La bonne réponse - et ce que nous envisagerons sans doute à l’avenir - c’est une solution un peu à mi-chemin, entre les deux. Les gens ont bien évidemment envie de se retrouver humainement à Cannes. En revanche on s’est aperçu que ce système a permis à des personnes (qui ne venaient pas habituellement pour des raisons techniques ou d’emploi du temps) de participer activement.

Dans les mois qui viennent nous allons réfléchir à cette façon de travailler pour mixer les deux : venir à Cannes pour tous ceux qui le souhaitent et permettre aux autres depuis chez eux de participer au business, aux conférences et à l’échange entre professionnels ; et permettre donc un accès pratique à tous. Nous ouvrons une brèche qui mérite d’être étudiée assurément.

Le Marché du Film de Cannes est-il le plus important d’Europe, voire du Monde ? 

Oui et d’assez loin. C’est le 1er marché au monde. L’American Film Market de Los Angeles et le Marché de Berlin le suivent mais restent moins importants.

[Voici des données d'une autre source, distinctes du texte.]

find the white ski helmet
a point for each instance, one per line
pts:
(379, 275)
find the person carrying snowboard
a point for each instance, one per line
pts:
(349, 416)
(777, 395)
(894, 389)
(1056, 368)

«Pour être un bon acheteur/distributeur, il faut être capable de défendre aussi bien Fanny et Alexandre de Bergman que L’Hôtel de la Plage de Michel Lang» selon un professionnel il y a encore quelques années… Vous seriez d’accord ou vous nuanceriez ?

C’est même encore plus radical aujourd’hui ! Quand on est acheteur de films il faut savoir faire totalement abstraction de ses propres goûts. Vous n’achetez pas seulement pour vous faire plaisir mais avant tout, pour mettre des films dans des salles et trouver un public dans votre pays. Un distributeur se doit d’imaginer la meilleure façon de parler d’un film à la presse de son pays, aux exploitants, d’envisager comment conduire une campagne marketing qui donne envie au public de venir voir ce film en salles…

Quand on est acheteur de films, il faut savoir faire abstraction de ses propres goûts

La force d’un distributeur, c’est d’être capable de faire abstraction de l’environnement, des influences diverses ; transposer le film dans une culture nationale et imaginer comment positionner cette œuvre chez lui, quelle résonnance lui donner auprès des écoles ou des étudiants par exemple ; en écho à des évènements historiques ou sociaux également…

Le métier de distributeur semble passionnant tout en restant méconnu. Comment devient-on distributeur aujourd’hui ?

D’abord par passion du cinéma évidemment. Je pense qu’il y a aussi un don… Cela peut commencer par des stages en société de distribution ou des postes dans la partie financière.

Souvent, les responsables de boites aiment donner leurs chances à des jeunes en leur soumettant des scénarios à lire et en demandant leur avis… Puis progressivement, en 2, 3 ou 4 ans, des jeunes prennent un rôle de plus en plus majeur dans la programmation de la distribution.